Cornerstone|Professional services
ETL Runtime Savings
Our Managed Service team helped mobile infrastructure leader Cornerstone significantly reduce their ETL runtime from 5.5 hours to 2.5 hours, achieve greater system stability, and cut annual Azure costs by over £20k.
Cornerstone, the leading UK mobile infrastructure services company, has been installing mobile infrastructure for telecom operators since 2012. They’ve grown to manage over 15,500 sites while maintaining their core values of delivering excellence, sharper solutions and stronger connections.

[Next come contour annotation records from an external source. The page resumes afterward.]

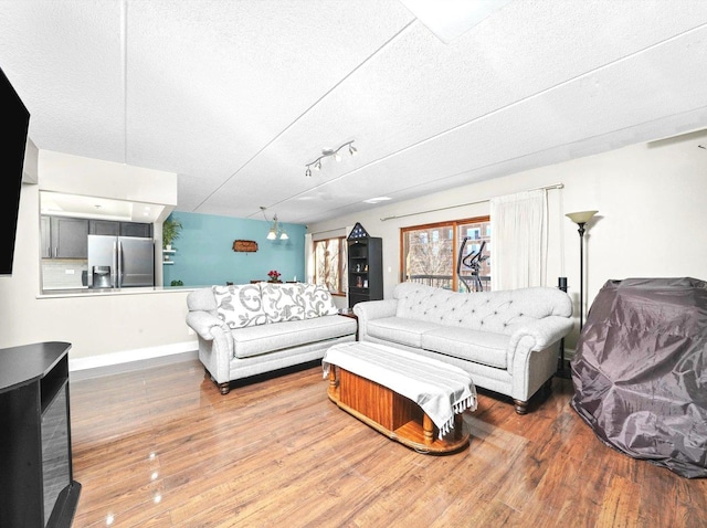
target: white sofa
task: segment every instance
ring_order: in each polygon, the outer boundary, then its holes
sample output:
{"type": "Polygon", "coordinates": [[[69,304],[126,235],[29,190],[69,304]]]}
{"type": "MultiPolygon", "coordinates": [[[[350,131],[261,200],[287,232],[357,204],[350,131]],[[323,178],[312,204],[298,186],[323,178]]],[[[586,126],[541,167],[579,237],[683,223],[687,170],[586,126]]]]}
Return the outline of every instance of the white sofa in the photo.
{"type": "Polygon", "coordinates": [[[338,315],[331,294],[314,284],[204,287],[187,296],[187,307],[199,359],[222,394],[233,380],[321,359],[331,345],[356,340],[356,320],[338,315]]]}
{"type": "Polygon", "coordinates": [[[551,287],[456,293],[398,284],[393,298],[354,306],[359,340],[391,345],[455,365],[474,384],[513,398],[516,412],[557,371],[572,303],[551,287]]]}

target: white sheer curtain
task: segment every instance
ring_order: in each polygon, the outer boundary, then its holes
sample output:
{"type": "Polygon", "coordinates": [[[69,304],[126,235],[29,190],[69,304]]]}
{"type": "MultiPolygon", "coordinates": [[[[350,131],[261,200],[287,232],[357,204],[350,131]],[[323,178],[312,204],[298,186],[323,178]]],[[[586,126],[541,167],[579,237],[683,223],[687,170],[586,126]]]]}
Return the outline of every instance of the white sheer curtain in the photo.
{"type": "Polygon", "coordinates": [[[490,200],[493,291],[545,285],[547,210],[546,190],[490,200]]]}
{"type": "Polygon", "coordinates": [[[305,233],[305,283],[314,283],[314,241],[312,233],[305,233]]]}

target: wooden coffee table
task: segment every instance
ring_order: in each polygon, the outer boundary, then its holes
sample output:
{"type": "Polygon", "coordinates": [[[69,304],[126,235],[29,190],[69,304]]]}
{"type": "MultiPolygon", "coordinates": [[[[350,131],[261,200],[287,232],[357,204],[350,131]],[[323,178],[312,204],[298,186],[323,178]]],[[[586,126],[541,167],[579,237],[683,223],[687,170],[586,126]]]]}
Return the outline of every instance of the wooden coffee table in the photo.
{"type": "Polygon", "coordinates": [[[327,395],[341,410],[391,440],[420,453],[451,453],[468,445],[468,426],[462,413],[454,429],[440,437],[439,429],[414,401],[339,366],[329,367],[327,395]]]}

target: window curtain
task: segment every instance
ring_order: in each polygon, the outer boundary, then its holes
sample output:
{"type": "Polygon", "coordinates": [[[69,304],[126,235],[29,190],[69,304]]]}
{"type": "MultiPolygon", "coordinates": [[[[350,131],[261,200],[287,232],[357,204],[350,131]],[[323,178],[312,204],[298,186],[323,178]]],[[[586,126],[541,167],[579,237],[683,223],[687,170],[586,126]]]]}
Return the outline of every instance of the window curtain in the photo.
{"type": "Polygon", "coordinates": [[[492,291],[545,285],[547,211],[546,190],[490,200],[492,291]]]}
{"type": "Polygon", "coordinates": [[[314,241],[312,233],[305,233],[305,277],[306,283],[314,283],[314,241]]]}

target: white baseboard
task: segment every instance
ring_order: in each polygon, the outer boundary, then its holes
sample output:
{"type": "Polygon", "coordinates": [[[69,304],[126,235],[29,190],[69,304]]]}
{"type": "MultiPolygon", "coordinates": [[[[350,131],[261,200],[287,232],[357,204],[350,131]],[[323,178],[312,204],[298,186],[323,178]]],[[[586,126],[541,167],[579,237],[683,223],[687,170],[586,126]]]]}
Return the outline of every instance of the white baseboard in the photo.
{"type": "Polygon", "coordinates": [[[197,347],[198,345],[194,341],[184,341],[161,347],[139,348],[136,350],[102,353],[98,356],[89,356],[87,358],[68,358],[68,371],[77,372],[88,369],[102,369],[124,363],[131,363],[134,361],[145,361],[149,359],[163,358],[167,356],[182,355],[187,352],[193,352],[193,357],[197,357],[197,347]]]}

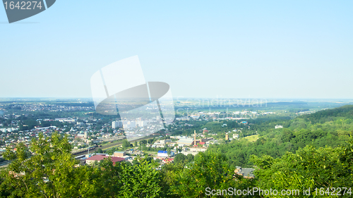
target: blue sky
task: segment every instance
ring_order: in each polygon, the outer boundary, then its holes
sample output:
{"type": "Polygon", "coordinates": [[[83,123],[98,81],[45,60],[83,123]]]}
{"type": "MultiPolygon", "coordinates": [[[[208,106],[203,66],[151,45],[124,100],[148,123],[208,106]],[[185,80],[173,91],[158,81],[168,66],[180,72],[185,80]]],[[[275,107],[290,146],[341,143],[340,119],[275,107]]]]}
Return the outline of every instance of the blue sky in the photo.
{"type": "Polygon", "coordinates": [[[0,97],[90,97],[95,72],[138,55],[145,80],[174,97],[352,99],[352,8],[59,0],[8,24],[0,7],[0,97]]]}

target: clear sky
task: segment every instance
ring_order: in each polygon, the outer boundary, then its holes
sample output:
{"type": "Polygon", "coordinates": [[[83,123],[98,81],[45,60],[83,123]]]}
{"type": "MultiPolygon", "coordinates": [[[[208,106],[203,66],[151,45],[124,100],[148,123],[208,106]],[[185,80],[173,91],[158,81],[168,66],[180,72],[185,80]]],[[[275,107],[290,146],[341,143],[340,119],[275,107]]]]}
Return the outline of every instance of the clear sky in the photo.
{"type": "Polygon", "coordinates": [[[58,0],[8,24],[0,6],[0,97],[90,97],[95,72],[138,55],[145,80],[174,97],[352,99],[352,11],[353,1],[58,0]]]}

Coeo’s engagement with Cornerstone began in 2018, starting with a data platform project within Managed Services. This expanded to include an analytics project, that also transitioned to Managed Services in April 2024.
The Challenge
During the initial project phase, we identified several areas for improvement, with the ETL (Extract, Transform, Load) process duration being a primary concern. At go-live, the average ETL runtime across 3 environments was 5.5 hours, with two particularly large datasets accounting for the majority of this time. Additionally, we noticed frequent load failures during support, which were caused by the Photon acceleration feature being enabled on the Databricks clusters to reduce runtime.
The Solution
We proposed and implemented the following solutions to remediate the issues faced:
- Improved the ETL efficiency for the two largest loads by adjusting the code to merge entire datasets instead of processing file by file. This change enabled Databricks distributed compute to do the heavy lifting and not restrict the cluster to the sunsets of the datasets.

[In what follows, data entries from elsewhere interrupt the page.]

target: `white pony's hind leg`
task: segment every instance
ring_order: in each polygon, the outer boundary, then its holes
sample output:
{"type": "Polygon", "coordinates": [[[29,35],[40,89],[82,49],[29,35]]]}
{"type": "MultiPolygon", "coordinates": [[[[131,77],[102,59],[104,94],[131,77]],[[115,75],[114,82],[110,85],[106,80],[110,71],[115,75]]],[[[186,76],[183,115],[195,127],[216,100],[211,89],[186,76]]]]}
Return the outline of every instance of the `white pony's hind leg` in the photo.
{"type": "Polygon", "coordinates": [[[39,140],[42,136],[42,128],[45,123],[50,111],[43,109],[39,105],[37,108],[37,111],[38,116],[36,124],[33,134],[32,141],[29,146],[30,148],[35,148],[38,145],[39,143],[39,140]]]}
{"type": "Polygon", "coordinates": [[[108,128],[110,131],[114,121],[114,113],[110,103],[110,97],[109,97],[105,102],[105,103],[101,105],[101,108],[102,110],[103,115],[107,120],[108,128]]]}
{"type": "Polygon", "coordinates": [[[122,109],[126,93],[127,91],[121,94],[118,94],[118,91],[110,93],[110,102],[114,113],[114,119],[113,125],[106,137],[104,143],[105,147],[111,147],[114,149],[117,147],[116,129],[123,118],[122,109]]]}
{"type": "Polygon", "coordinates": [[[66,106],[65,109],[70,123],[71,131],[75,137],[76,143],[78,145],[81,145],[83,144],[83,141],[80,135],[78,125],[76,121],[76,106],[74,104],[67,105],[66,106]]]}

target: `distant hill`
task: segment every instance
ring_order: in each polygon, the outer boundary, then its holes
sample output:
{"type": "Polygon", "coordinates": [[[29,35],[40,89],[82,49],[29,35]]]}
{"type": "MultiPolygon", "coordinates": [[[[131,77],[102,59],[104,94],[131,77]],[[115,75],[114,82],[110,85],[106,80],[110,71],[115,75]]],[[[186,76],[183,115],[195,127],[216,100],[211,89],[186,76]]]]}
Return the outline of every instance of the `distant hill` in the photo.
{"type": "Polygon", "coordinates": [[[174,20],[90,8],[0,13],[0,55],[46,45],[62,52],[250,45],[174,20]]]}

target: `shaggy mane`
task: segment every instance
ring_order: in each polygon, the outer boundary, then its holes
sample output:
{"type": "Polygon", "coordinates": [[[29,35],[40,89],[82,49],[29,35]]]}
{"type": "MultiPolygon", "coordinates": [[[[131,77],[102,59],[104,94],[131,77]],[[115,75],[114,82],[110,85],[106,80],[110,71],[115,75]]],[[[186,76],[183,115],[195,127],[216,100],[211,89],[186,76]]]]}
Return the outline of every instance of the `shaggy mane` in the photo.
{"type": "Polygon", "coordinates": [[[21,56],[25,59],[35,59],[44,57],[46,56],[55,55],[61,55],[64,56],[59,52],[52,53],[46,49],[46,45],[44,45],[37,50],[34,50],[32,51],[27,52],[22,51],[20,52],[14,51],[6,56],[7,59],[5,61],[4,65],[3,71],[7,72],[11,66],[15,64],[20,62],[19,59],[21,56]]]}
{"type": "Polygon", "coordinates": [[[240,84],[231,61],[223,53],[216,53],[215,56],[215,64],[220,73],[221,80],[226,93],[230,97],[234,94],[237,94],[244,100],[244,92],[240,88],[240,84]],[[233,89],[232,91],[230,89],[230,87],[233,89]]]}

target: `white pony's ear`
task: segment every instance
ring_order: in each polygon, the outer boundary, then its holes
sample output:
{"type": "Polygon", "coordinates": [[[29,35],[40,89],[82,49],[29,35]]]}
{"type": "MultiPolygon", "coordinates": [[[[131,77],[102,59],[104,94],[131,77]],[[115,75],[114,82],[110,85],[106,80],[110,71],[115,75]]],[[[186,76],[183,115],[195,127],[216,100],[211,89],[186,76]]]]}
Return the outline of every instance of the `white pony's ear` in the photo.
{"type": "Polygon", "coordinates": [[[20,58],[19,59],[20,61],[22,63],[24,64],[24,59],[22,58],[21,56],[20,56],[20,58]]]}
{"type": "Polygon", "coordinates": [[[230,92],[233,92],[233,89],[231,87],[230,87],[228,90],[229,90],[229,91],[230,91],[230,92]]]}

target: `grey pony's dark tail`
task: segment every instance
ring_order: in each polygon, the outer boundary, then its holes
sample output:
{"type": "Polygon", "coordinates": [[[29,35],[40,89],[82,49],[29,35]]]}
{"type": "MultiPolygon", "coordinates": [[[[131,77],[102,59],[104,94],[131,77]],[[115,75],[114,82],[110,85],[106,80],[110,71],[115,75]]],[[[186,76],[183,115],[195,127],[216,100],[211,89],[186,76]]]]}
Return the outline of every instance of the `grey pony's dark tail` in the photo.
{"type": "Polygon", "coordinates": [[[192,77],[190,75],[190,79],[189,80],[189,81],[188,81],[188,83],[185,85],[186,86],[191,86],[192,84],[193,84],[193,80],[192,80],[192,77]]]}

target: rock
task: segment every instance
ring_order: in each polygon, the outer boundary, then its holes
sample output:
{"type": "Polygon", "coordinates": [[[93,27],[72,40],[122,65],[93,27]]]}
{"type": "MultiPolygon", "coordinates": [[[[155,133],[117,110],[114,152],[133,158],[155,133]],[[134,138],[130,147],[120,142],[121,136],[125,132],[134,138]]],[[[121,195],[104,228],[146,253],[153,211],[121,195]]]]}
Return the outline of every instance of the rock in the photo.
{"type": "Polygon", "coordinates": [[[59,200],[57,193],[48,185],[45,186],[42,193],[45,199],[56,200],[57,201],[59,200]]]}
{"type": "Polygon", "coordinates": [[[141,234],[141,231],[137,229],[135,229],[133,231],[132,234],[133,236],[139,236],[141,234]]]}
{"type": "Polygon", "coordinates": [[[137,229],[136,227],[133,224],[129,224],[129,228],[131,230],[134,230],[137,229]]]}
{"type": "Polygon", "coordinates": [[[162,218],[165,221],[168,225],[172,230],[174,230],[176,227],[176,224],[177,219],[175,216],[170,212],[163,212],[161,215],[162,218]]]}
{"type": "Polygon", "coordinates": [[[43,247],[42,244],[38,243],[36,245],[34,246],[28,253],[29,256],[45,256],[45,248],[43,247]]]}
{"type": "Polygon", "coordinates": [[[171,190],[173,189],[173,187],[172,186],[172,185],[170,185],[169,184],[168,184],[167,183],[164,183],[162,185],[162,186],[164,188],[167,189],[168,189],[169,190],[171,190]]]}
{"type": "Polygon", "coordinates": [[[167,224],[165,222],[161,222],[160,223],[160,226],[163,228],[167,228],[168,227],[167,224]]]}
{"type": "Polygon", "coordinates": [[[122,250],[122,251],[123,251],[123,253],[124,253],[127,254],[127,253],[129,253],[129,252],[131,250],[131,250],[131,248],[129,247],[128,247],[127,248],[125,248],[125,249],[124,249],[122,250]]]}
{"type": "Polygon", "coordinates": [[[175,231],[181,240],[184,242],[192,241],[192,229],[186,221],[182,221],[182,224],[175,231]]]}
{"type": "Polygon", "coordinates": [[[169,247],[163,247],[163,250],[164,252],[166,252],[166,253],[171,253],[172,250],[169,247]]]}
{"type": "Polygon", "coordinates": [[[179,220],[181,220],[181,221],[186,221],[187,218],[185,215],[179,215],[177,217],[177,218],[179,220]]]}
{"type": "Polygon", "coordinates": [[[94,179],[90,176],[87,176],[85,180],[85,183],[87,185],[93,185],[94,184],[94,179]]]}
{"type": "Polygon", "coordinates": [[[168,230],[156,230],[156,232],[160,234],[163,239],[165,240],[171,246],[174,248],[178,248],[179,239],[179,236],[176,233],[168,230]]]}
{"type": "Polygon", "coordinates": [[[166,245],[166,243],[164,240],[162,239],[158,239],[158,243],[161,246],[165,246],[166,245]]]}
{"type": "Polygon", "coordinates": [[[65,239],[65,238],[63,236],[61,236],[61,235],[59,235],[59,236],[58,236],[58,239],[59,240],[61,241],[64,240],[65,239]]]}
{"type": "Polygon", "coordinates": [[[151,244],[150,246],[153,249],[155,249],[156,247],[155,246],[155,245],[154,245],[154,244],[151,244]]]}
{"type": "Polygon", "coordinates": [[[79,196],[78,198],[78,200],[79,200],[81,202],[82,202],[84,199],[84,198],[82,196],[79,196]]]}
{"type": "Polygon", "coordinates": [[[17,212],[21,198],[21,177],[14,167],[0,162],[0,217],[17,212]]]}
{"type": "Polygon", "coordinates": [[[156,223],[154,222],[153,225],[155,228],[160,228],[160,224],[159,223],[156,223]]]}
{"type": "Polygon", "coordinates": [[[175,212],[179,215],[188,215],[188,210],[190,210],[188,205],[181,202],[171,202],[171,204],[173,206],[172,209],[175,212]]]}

- Disabled photon acceleration to improve stability and assess its impact on overall runtimes.
- Enabled vacuum and optimise commands for the two largest datasets to assess potential runtime improvements.
The Outcome
Our solutions yielded significant improvements:
- Optimising the code reduced the ETL runtime from 5.5 hours to 2.5 hours on average. The most substantial reduction was seen in one process, decreasing from 3.5 hours to just 31 minutes.
- Disabling photon acceleration improved stability without negatively affecting runtime performance.
- While Vacuum and optimise commands had no impact on runtime, they contributed to overall system health.
The combined effect of these improvements resulted in an annual Azure cost reduction of over £20,000.
Future Plans
The Coeo Managed Service team, are committed to continuous improvement and plans to implement future enhancements as they become available in Databricks. This includes Liquid Clustering, Databricks runtime upgrades and other performance-boosting features.